By early Aug. 5, the death toll had climbed from 20 to 22 reported fatalities and 26 injured from what is, so far, the eighth-deadliest mass shooting on U.S. soil.
“As I visited with victims and those they love, my heart was breaking within me,” Bishop Mark J. Seitz said.
Bishop Seitz participated in an Aug. 4 evening vigil for the victims with other faith leaders as part of the InterFaith Alliance of the Southwest, less than a mile from where the shooting took place, the local El Paso Times newspaper reported on its website. Gathered with members of the Jewish community as well as of other faiths, Bishop Seitz and other Catholics from the diocese lit candles and prayed for the victims.
Authorities have Patrick Crusius, 21, who is suspected of the crime, under custody and expect to soon charge him. Several news organizations said local and federal authorities are investigating whether the shooting was a possible hate crime since the suspected gunman may be linked to a manifesto that speaks of the "Hispanic invasion" of Texas. If that's the case, authorities could ask for the death penalty.
"We are treating it as a domestic terrorism case," said John Bash, the U.S. attorney for the Western District of Texas, during an Aug. 4 news conference. "We're going to do what we do to terrorists in this country, which is deliver swift and certain justice."
In various news shows and in his statement, Bishop Seitz concentrated on the example of Jesus as a way out of the divisions that many believe led to the killings.

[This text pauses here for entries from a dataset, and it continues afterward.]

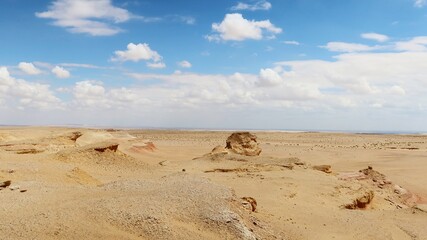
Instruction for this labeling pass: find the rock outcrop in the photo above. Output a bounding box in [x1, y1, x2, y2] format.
[225, 132, 262, 156]
[313, 165, 332, 173]
[345, 190, 374, 209]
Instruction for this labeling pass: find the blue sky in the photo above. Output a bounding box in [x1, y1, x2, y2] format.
[1, 0, 427, 131]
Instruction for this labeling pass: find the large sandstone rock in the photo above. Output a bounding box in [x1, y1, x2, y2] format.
[225, 132, 261, 156]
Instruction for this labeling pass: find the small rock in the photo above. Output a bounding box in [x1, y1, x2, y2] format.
[20, 189, 27, 193]
[9, 185, 20, 191]
[8, 169, 15, 173]
[313, 165, 332, 174]
[384, 179, 392, 184]
[0, 180, 11, 188]
[345, 191, 374, 209]
[241, 197, 257, 212]
[394, 185, 408, 195]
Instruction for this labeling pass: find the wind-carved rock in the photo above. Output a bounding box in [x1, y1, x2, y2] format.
[225, 132, 262, 156]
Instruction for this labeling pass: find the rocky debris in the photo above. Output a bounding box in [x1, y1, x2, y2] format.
[226, 132, 262, 156]
[9, 185, 20, 191]
[345, 191, 374, 209]
[69, 132, 83, 141]
[97, 174, 279, 239]
[93, 143, 119, 153]
[414, 204, 427, 213]
[338, 172, 366, 180]
[313, 165, 332, 173]
[130, 142, 157, 153]
[158, 160, 170, 166]
[339, 166, 393, 188]
[211, 145, 229, 155]
[358, 166, 394, 189]
[0, 180, 11, 188]
[394, 185, 409, 195]
[16, 148, 44, 154]
[241, 197, 257, 212]
[205, 168, 250, 173]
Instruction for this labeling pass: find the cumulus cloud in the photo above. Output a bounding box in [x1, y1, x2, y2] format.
[52, 66, 71, 78]
[18, 62, 42, 75]
[72, 80, 148, 109]
[111, 43, 164, 68]
[36, 0, 131, 36]
[256, 68, 283, 87]
[178, 60, 192, 68]
[0, 67, 62, 110]
[207, 13, 282, 41]
[322, 42, 379, 52]
[231, 1, 272, 11]
[361, 33, 389, 42]
[73, 81, 107, 107]
[414, 0, 426, 7]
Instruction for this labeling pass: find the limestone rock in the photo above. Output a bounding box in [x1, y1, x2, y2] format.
[225, 132, 261, 156]
[313, 165, 332, 173]
[345, 191, 374, 209]
[211, 145, 229, 155]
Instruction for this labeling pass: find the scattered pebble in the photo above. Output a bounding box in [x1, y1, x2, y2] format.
[9, 185, 20, 191]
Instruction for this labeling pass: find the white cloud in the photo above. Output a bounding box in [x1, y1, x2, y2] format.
[36, 0, 131, 36]
[178, 60, 192, 68]
[60, 63, 103, 69]
[73, 81, 107, 108]
[257, 68, 283, 87]
[322, 42, 379, 52]
[147, 62, 166, 69]
[111, 43, 163, 64]
[231, 1, 272, 11]
[394, 36, 427, 52]
[72, 80, 148, 109]
[283, 41, 300, 45]
[207, 13, 282, 41]
[414, 0, 426, 7]
[361, 33, 389, 42]
[18, 62, 42, 75]
[0, 67, 62, 110]
[172, 15, 196, 25]
[52, 66, 71, 78]
[0, 67, 15, 87]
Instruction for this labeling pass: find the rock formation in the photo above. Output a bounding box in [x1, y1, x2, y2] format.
[225, 132, 262, 156]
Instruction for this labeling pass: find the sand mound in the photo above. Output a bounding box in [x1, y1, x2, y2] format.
[76, 131, 136, 147]
[56, 142, 136, 167]
[76, 132, 116, 146]
[129, 141, 157, 153]
[226, 132, 262, 156]
[66, 167, 101, 186]
[97, 174, 281, 239]
[0, 131, 84, 154]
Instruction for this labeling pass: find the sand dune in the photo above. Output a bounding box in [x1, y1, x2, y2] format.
[0, 127, 426, 239]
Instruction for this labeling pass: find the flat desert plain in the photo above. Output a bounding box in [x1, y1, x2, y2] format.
[0, 127, 426, 240]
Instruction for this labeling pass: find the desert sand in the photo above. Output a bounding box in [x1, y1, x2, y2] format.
[0, 127, 426, 240]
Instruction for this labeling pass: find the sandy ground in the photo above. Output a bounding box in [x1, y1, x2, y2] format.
[0, 127, 426, 240]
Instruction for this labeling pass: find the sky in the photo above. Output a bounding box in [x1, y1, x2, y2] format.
[1, 0, 427, 131]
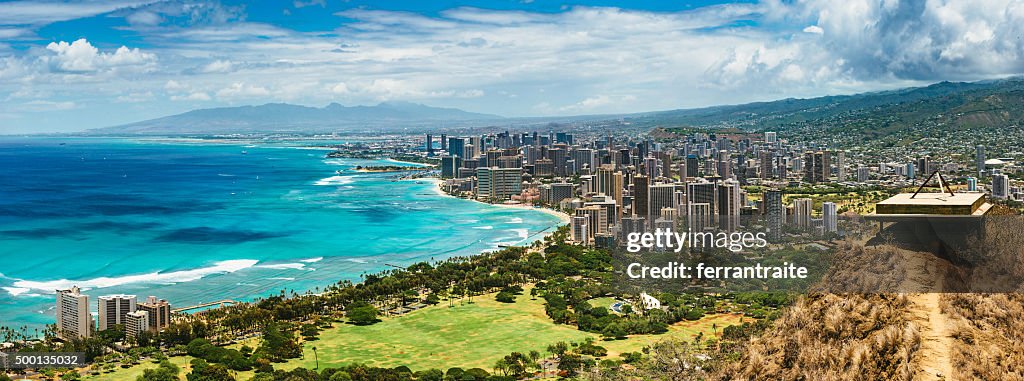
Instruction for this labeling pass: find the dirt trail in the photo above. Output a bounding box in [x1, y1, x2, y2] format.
[899, 248, 955, 380]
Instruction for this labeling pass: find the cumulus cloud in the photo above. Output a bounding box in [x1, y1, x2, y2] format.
[6, 1, 1024, 131]
[707, 0, 1024, 90]
[216, 82, 269, 99]
[200, 59, 234, 73]
[44, 39, 156, 73]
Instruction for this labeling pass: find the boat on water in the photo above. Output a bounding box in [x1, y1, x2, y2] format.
[241, 150, 248, 154]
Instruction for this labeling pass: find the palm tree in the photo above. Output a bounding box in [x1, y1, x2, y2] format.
[312, 346, 319, 370]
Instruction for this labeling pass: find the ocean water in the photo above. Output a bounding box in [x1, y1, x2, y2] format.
[0, 137, 562, 330]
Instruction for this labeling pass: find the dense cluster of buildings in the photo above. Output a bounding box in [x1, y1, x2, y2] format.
[423, 127, 1023, 249]
[429, 131, 873, 248]
[55, 286, 172, 342]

"Once again in our nation we see the face of evil. We see the effects of a mind possessed by hatred," he wrote. "We see the effects of the sinful and insipid conviction that some of us are better than others of us because of race, religion, language or nationality."
The residents of El Paso, a border city with a long history of brotherhood with neighboring Mexico, has set an example for others to uphold, said the bishop.
"In the last several months, the borderlands have shown the world that generosity, compassion and human dignity are more powerful than the forces of division," he said in the statement. "The great sickness of our time is that we have forgotten how to be compassionate, generous and humane. Everything is competition. Everything is greed. Everything is cold. Tenderness and the love that knows no borders are crucified in a whirlwind of deadly self-seeking, fear and vindictiveness."
Because of similar evil forces, God sent Jesus into the world, and when it appeared that evil had won after his crucifixion, Jesus proved otherwise, Bishop Seitz said.
"This is my hope for all who have suffered this violence today and for our community," he said. "The Christ who suffered is in our midst. He is our companion. We trust he will raise up the fallen, bring healing to the victims and console our broken community."
El Paso, too, will rise above the "terrible" bloody day, he said,
"Today let us mourn the dead and pray for them. Tomorrow let us recommit to love. And let us all brace ourselves for just action that will overcome the forces of division and build a more loving society," he ended.